Sira sabía que cada vez faltaba menos para salvar
a su hermano y eso parecía darle alas. Continuó subiendo, y en menos tiempo de
lo esperado, alcanzó el nido. Estaba tranquila porque, como era de noche, sabía
que el Pájaro Negro estaría fuera un buen rato buscando sonajeros. El nido era
enorme y tuvo que hacer un esfuerzo muy grande para conseguir asomarse a su
interior. Cuando lo consiguió, descubrió que el nido estaba lleno de sonajeros
que, durante años, el Pájaro había ido robando a los niños de la aldea.
Sira localizó enseguida el de su hermanito, porque
era el único de color verde. Lo cogió rápidamente y lo metió en su bolsa. Y
luego, como sabía que cada sonajero salvaría a un niño, guardó en el saco y en
los bolsillos todos los que pudo.
Contenta, emprendió el camino de regreso a la
aldea, acompañada por el dulce sonido de los sonajeros.

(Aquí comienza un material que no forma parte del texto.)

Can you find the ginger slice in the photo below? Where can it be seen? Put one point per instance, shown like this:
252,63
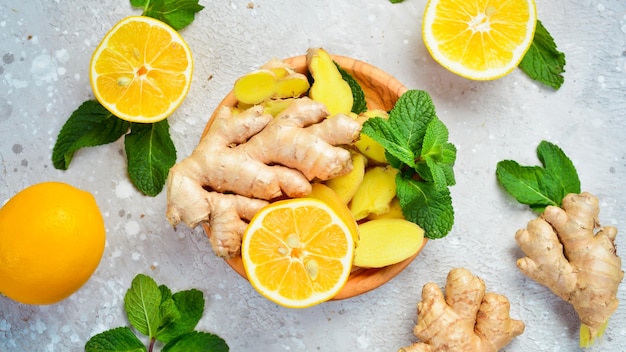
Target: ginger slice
565,254
467,319
248,159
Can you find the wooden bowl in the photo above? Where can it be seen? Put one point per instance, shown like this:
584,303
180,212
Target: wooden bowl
381,92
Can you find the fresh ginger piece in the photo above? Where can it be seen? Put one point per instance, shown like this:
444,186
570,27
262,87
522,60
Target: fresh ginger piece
276,106
373,150
346,186
328,86
279,67
255,87
375,193
385,242
395,211
291,86
274,80
253,157
467,319
566,254
328,196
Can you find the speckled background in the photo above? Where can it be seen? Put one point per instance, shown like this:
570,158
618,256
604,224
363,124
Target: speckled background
45,47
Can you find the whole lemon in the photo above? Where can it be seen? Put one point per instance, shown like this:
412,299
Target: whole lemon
52,238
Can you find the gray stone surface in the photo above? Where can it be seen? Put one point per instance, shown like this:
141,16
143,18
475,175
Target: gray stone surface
45,48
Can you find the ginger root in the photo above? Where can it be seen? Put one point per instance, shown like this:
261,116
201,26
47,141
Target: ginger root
248,159
565,254
468,319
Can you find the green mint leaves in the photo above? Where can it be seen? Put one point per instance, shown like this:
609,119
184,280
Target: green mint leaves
89,126
162,316
416,143
149,148
151,153
539,186
543,62
176,13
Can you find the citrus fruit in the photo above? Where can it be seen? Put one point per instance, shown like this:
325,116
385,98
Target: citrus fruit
297,252
141,71
52,238
479,39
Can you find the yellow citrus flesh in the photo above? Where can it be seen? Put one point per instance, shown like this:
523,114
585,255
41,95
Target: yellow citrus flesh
141,71
479,39
52,238
297,252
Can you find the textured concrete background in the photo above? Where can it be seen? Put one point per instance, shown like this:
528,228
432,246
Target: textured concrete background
45,48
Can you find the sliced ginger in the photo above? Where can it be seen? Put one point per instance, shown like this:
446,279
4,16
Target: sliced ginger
565,254
250,158
274,80
385,242
346,185
328,86
467,319
375,192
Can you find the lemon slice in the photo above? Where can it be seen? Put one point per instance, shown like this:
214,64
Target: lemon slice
141,71
297,252
479,39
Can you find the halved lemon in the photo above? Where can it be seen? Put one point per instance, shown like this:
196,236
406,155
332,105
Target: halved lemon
141,71
297,252
479,39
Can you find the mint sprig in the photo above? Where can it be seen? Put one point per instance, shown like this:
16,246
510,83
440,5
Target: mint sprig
416,143
540,186
149,147
89,126
176,13
151,153
543,62
165,318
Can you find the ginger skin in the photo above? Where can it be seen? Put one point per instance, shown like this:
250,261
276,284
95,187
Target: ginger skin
467,319
565,254
248,159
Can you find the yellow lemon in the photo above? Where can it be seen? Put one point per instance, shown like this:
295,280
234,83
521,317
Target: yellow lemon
52,238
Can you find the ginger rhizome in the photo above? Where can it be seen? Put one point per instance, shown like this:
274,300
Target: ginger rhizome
568,252
275,80
250,158
467,319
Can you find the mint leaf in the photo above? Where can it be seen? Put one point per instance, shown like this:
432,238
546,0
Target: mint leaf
359,104
168,311
416,143
151,153
543,62
383,132
438,155
538,186
119,339
402,134
196,342
90,125
559,166
422,203
190,305
176,13
142,304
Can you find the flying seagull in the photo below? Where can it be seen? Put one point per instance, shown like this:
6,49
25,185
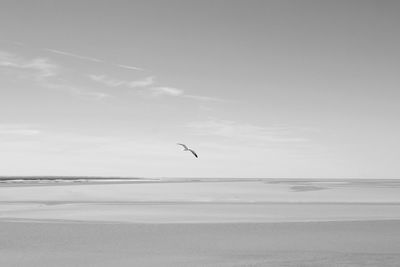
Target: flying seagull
185,148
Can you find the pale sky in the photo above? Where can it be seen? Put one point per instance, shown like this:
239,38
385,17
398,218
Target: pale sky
257,88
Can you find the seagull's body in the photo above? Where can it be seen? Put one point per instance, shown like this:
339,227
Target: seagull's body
185,148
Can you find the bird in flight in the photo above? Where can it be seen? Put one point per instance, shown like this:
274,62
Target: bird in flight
185,148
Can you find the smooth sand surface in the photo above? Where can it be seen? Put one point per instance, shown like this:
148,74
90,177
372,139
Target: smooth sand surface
368,243
201,223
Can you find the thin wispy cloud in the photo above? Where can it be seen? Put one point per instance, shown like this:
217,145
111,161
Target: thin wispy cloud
44,72
111,82
205,98
39,69
18,130
93,59
129,67
244,131
170,91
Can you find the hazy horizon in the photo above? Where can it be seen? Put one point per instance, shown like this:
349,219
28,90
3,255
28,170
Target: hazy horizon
270,89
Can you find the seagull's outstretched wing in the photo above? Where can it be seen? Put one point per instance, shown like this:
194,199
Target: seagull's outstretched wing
184,146
194,153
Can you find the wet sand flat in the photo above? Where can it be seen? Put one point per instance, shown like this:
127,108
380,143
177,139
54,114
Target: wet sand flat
201,223
367,243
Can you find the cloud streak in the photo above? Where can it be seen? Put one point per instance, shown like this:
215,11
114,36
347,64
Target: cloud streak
18,130
43,72
243,131
92,59
111,82
59,52
41,68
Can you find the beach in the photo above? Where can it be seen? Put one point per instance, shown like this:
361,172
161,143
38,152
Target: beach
200,223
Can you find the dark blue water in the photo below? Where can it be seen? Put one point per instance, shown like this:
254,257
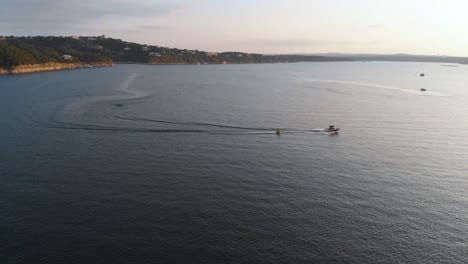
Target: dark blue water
180,164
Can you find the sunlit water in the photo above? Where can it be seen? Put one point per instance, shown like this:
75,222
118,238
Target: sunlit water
181,164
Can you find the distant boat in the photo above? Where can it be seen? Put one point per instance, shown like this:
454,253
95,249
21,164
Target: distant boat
332,129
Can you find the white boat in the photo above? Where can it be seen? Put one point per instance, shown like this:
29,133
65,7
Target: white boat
332,129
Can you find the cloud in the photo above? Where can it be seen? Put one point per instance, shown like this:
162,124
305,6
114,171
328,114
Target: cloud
34,13
152,27
296,42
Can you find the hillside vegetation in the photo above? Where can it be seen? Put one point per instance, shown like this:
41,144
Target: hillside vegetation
16,51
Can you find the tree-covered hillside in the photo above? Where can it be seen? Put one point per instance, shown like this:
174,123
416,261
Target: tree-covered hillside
15,51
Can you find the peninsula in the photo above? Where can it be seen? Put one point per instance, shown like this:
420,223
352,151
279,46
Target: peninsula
47,53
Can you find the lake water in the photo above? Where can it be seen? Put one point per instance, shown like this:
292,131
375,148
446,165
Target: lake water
180,164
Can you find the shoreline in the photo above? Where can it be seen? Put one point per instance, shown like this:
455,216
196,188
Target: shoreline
51,66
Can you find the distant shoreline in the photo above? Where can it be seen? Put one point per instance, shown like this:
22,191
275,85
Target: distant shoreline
51,66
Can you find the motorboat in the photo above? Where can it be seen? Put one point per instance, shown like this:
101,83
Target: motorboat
332,129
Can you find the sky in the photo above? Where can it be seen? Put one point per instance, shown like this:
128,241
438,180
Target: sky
431,27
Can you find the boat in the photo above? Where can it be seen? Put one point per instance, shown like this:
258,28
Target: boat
332,129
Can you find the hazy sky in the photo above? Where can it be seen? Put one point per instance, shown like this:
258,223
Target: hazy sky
265,26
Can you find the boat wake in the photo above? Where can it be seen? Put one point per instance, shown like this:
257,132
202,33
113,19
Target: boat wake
103,113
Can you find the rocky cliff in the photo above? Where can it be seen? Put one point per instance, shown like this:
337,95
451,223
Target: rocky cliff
51,66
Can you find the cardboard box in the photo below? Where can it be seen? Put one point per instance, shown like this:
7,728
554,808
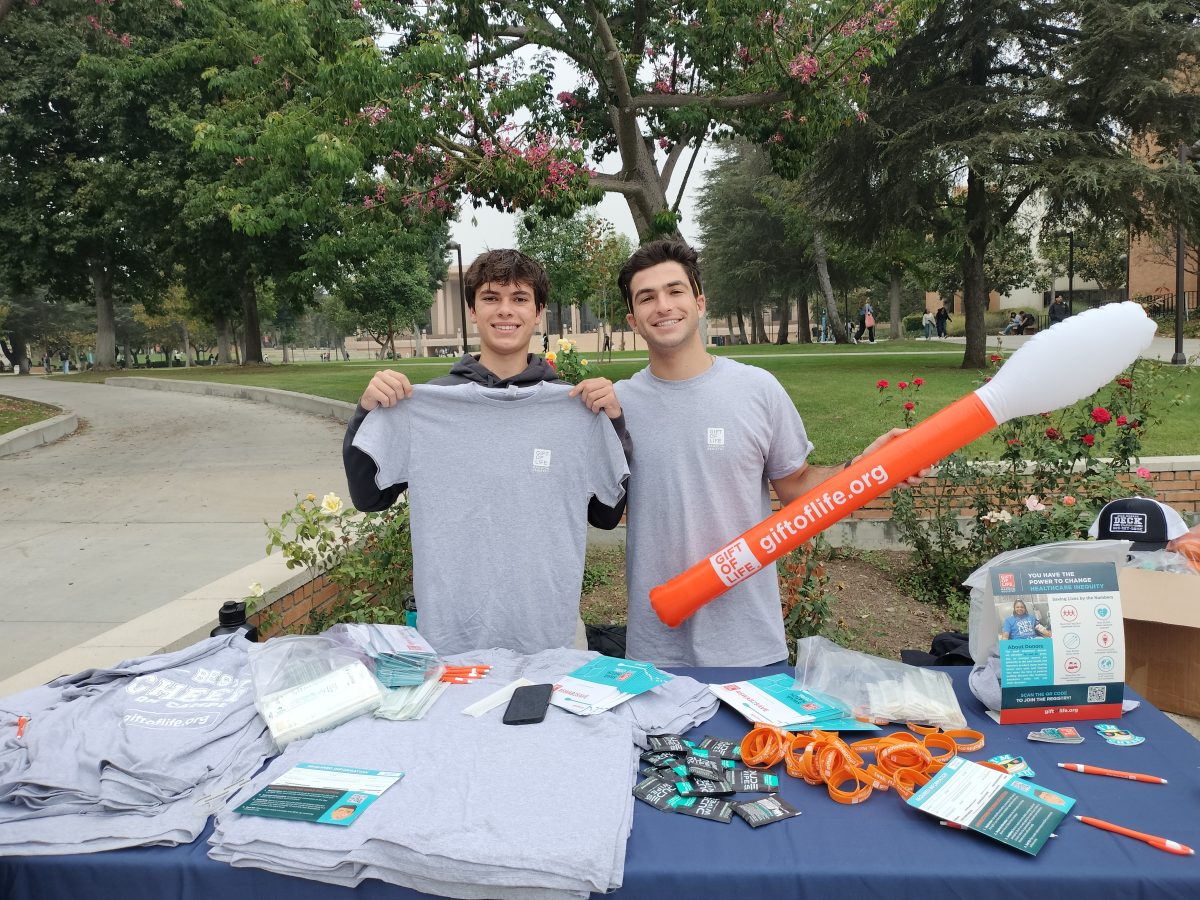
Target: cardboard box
1162,629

Mientras tanto, todos en la aldea estaban muy
preocupados por ella. Llevaban toda la noche buscándola y sus papás estaban muy
tristes pensando que podía haberle pasado algo malo. Cuando la vieron aparecer
corriendo por el camino, se pusieron tan contentos que ni siquiera la regañaron
por haberse escapado. Y su alegría se desbordó cuando la niña enseñó a todo el
pueblo lo que traía. Uno a uno fue entregando los sonajeros a sus dueños y,
cuando terminó, corrió a su cabaña para hacer sonar con fuerza el juguete verde
ante su hermanito, que dormía feliz sobre su esterilla. El niño había recobrado
el color y el brillo de los ojos, y volvió a ser un bebé sano.
Durante meses no se habló de otra cosa en la
aldea. Nunca nadie había conseguido llegar hasta el pico de la montaña y ¡mucho
menos una niña!, no podían entender cómo lo había logrado. Todos querían
escuchar su historia.
- Debes tener poderes especiales, le decían unos.
- Y una fuerza como la de un león, le decían
otros.
Sira reía mientras movía la cabeza a derecha e
izquierda, negando.
- Sólo hice lo que la maestra me ha enseñado en la
escuela: ¡Usé la cabeza y la imaginación para vencer los problemas!
La historia de Sira había hecho reflexionar a muchos padres, que
decidieron que sus hijas también tenían que ir a la escuela.
Sira siguió estudiando para lograr algún día que el Pájaro Negro se
marchase para siempre de allí y que ningún niño más enfermase por su culpa.